New Model 579s
New Peterbilt Model 579s get a little extra in their spec package to appeal to the veteran drivers the company seeks to employ.


Custom Spec Targets Experienced Drivers

In an industry that’s striving to attract new, young talent into its working ranks, Kaedon Steinert and Hurricane Express are taking nearly the opposite approach.

Steinert is the owner of Hurricane Express, the refrigerated goods carrier headquartered in West Siloam Springs, Okla. Growth is on the fast track for the firm Steinert founded in 1989, for which he landed his own authority in 1992.

“We’re at 150 trucks now,” Steinert says of his all-Peterbilt fleet. “We’ll be at 200 by the end of the year.”

And if Steinert has his way, there will be an oldschool, veteran driver behind the wheel of every one of them. He knows he’s bucking conventional thinking. But take one look at the custom-spec’d Peterbilt Model 579s that make up the majority of his fleet and you’ll know that Steinert cares little about conventional thinking.

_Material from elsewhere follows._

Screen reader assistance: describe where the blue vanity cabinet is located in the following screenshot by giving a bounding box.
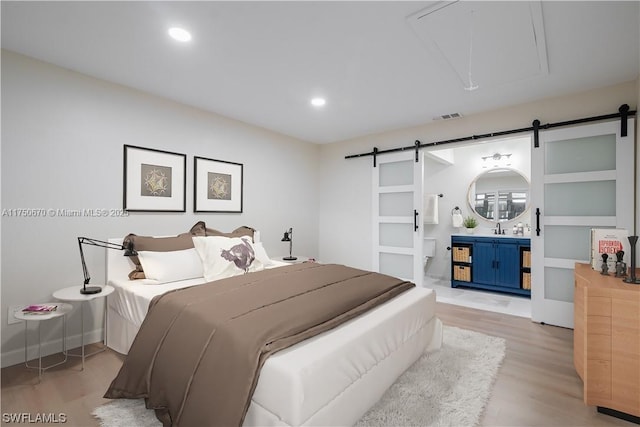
[451,236,531,296]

“All I can tell you is it’s worked,” says Steinert. “We haven’t changed our operations model in nearly 30 years and, in the last two years more than ever, we’ve really gone after that premium, experienced driver. And that’s why we do what we do to spec a truck that makes a driver happy.”

Core strategy

Steinert was raised in a trucking family in an era when the Peterbilt traditional conventional was king of the road. And make no mistake about it, he has fond memories of the Peterbilt long-haul legend, the Model 379, which made up the bulk of the Hurricane Express fleet until the truck was discontinued in 2007.

By the time Peterbilt launched the aerodynamic Model 579 in 2012, Steinert was on board with the innovative fuel and weight saver, especially when he saw that its quiet operation and comfortable cab appealed to the longhaul driver. Still fond of traditional styling, however, he found a middle ground — the Model 579 would be his truck of choice, but he would spec and customize it to appeal to the driver who was similarly fond of the classic styling.

“There were no hucks, no rivets,” he says of the Model 579. “It was a departure in terms of appearance. But they were so quiet inside — you could carry on a normal conversation at highway speed. Plus, with the increased headroom and at least a half-mile per gallon in fuel economy improvement, we were pleased.

“But the median age of my driver is 45 years old. Most of those guys have either driven or have wanted to drive a Model 379. So basically I do everything I can to at least remind them of that look.”

A 16-inch visor and a custom chrome bumper — both with visible rivets — are the most noticeable reminders Steinert adds to his Model 579s. Others are in the cab and sleeper, custom twists to what Steinert believes will create the best driver experience.

Steinert complements some of his old-school spec with innovative safety technology, such as the Bendix Wingman system.

“There’s certainly a trend toward drawing younger drivers, but I think most companies are not truly appreciative of what the 20- to 30-year driver has to offer,” Steinert says. “They are safe drivers and they want to be productive. We try to get 150,000 miles a year out of a truck. Somebody who’s been driving 20-30 years, that’s what they’re used to doing. That’s what they want. So that’s a big thing with drivers who come in here — they want to work for a company that will give them miles.

“And I don’t want to sound arrogant here but a lot of companies don’t know how to treat a driver and spec a truck to make a driver happy. What matters to a driver is how it drives, but there are other things as well. So I’ll sit in one of our trucks, a couple times a month, looking around, going, ‘OK, what am I missing, is there anything I can do in here to make our drivers’ experience better?’”

“It’s the three-legged stool,” he adds. “Miles, money, truck. We try to give it all to them.”

579 UltraLofts on order

Steinert is excited about the new Peterbilt Model 579 UltraLoft. He expects it to appeal to both individual and team operations.

“I have 100 UltraLofts on order,” he says. “The drivers are really going to enjoy the flat floor — that’s a huge plus. And the taller drivers are going to greatly appreciate the ability to stand up right out of the driver seat. And for the team operations, we ordered all the UltraLofts with an upper bunk, and the increased sleeper height makes it so both bunks feel very roomy.”

Steinert also expects to take delivery soon on a few classically styled Model 389s, which will receive the Hurricane Express custom treatment for high-achieving veteran drivers.

“I’ve got quite a passion for our Peterbilts,” Steinert says. “We’ll take delivery on 120 trucks this year and every one of them will be unique. The reaction I like is when our drivers come back and tell me how nice our trucks are. The feedback from our drivers has been phenomenal.”